Transnet SOC Ltd is making “considerable progress” implementing institutional reforms in line with the Freight Logistics Roadmap and National Treasury's guarantee conditions, the logistics entity announced on Friday.
These reforms include the restructuring of its rail business, the corporatisation of Transnet National Ports Authority (TNPA), and the disposal of its non-core assets.
The rail reform process, which entails the vertical separation of Transnet Freight Rail into a rail operating company and an infrastructure manager, is on track, Transnet said.
Transnet said it has actively participated in a consultation process facilitated by the Interim Rail Economic Regulatory Capacity since the publication of the draft railway network statement in March. This was in preparation for the publication of the final network statement and proposed tariff methodology that will see slots opening to third party train operators by September 30.
The rail operating company and infrastructure manager operating models and organisational designs will be finalised in the first quarter of 2025.
Transnet said it had also initiated the corporatisation of TNPA, which will culminate in the establishment of the authority as a wholly-owned subsidiary of Transnet as mandated in the National Ports Act. It said work is under way to complete its memorandum of incorporation and registration.
“The reform will enhance TNPA's regulatory oversight on terminal operators across its port network. The corporatisation will establish TNPA as a financially autonomous entity capable of generating its own revenue, and attracting increased investments to improve the efficiency and positioning of SA ports to enhance competitive maritime trade and create appropriate partnerships,” Transnet said.
Plans to dispose of its non-core property in line with the Treasury's guarantee conditions, are also “progressing well” and will generate cash and reduce holding costs, Transnet added. The board has approved a plan for the disposal of these assets, and the full list will be released later this financial year.
Transnet group chief executive Michelle Phillips said the initiatives are a demonstration of the entity's commitment to structural reforms in response to policy and regulation changes.
“In some cases, these changes entail entry of third parties in the rail and port networks, which is a necessary step to stimulate competition and address long-standing challenges such as under-investment,” Phillips said.
Meanwhile, Transnet continues to invest in infrastructure to boost mining export volumes. In collaboration with customers, independent technical assessments have been conducted on the iron ore and coal corridors.
“The teams are now hard at work to prioritise the improvement of the network on both these corridors to enable improved volume uplift of both iron ore and coal,” Transnet said.

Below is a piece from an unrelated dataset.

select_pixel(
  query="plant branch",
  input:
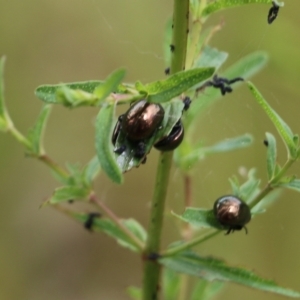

Transnet exports manganese through various channels, primarily the Ports of Saldanha and Port Elizabeth, which together handle 15.5 million tonnes per annum (Mtpa).
The expansion of the Ngqura Manganese Export Terminal (NMET) is an undertaking to relocate and consolidate manganese exports from the bulk terminal at the Port of Port Elizabeth to the Port of Ngqura while expanding NMET's capacity to an initial 16Mtpa.
“Transnet will seek a private sector partner to assist in funding the design and construction of NMET. This partnership is crucial for improving operational efficiencies, business liquidity, and overall execution of logistics operations,” Transnet said.
The preferred bidder for the NMET project will be announced before the end of the 2025 calendar year.
TNPA has embarked on the KwaZulu-Natal Logistics Hub Programme, which includes the positioning of the Port of Richards Bay as a Liquified Natural Gas (LNG) import point.
“In early 2024, we announced Vopak Terminal Durban & Transnet Pipelines Consortium Venture as the preferred bidder to operate the LNG terminal. The consortium will design, develop, construct, finance, operate, and maintain the LNG terminal in the South Dunes Precinct at the Port of Richards Bay for a period of 25 years,” Transnet said.
Transnet will hold a minority share in this new business.
Transnet issued a tender in April 2023 for a private sector partner with experience in leasing capabilities and access to financial resources. The objective was for the company to partner with Transnet Engineering to establish a new company to develop opportunities for capital assets leasing, and to provide the emerging train operator market with access to leased rolling stock. However, Transnet had to cancel the tender transaction due to non-compliance and will reissue it by December.
Transnet added that it had last month appointed Grindrod South Africa as the preferred bidder to develop and operate a container handling facility at the Port of Richards Bay.
This development will enable an increase in the port's container handling capacity from 50 000 twenty-foot equivalent units (TEU) to 200 000 TEU per annum.
Phillips said these initiatives reinforced the entity's “commitment to proactively respond to the changing operational and policy environment”.
“A viable logistics industry is the lifeblood that runs through the veins of the South African economy. When we invest in infrastructure, we empower our customers to flourish in an increasingly competitive and dynamic business environment,” Phillips said.